Many of these looks followed the ancient theme but along the way made a strong case for the return of a butt-skimming oversized tanktop cinched at the hip with a narrow studded belt over a short-short as a modern heroic silhouette.
These tank tops were sometimes bouclé, sometimes metal studded, sometimes in suede knit, and sometimes patched in python skin and eel plus hand-painted relief; almost all carried sternly-profiled effigies of the old gods for the watching new gods to get into.
Equally eye-catching but more of this era was the offer of wide-legged, double breasted suiting and coats featuring riotously intricate embroideries and classical jacquard reliefs on a material podium that ran from moiré silk to marble-pattern satin.

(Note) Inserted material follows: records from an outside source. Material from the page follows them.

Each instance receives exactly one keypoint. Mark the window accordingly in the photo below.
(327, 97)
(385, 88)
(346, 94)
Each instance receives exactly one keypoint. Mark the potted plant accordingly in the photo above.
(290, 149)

A mid-section of suiting featuring brocades of coral on a silver background, or jackets studded at the lapel and body with real tendrils of coral, were nods to Sciacca’s local fame as a center of coral artisanship.
Crocodile featured heavily, and appeared most luxurious when expressed in casual silhouettes as in one look that paired a brown crocodile shirt, a white silk tanktop, white crocodile bermuda shorts, and brown crocodile slippers.





Along with the suiting and silk pieces patterned with ancient gold coins, an especially Croesus-appropriate piece was the crocodile jacket that was coated in a veneer of 24-carat gold and which was fastened by a gold-plated zipper. The designers had explored the option of a zipper in pure gold but discovered the metal was too soft for such use.
No matter: even before this jacket had left the runway one client had purchased it via WhatsApp. Less materially decadent but very visually attractive were the fine knits in cashmere with beautifully realized intarsia depictions of more classical masculine icons and columns both Doric and Ionian.





Towards the end the designers repeated their last-season trick of reproducing works of art—this time classically themed—on clothing in densely tapestried punto pittura or hand painting. First we saw Leon Belly’s Ulysses and the Sirens on a god-like mantle worn over a bravely scarlet miniskirt. Then, to a final Morricone crescendo, came a closing gown painted with Jean Baptiste Leloir’s 1841 painting of Homer, worn with a high-cut wide cream silk pant patterned with green-font ancient Greek plus laurel wreath.
That last model carried a phone and credit-card case made to resemble a volume of Herodotus. This served as one final reminder from history—before the applause, the dinner, the fireworks, and the dancing that followed—that all empires fall. The watching clientele of gods and goddesses got the message, enjoying themselves with gusto and buying this summer’s Alta Moda and Alta Sartoria collections with even more.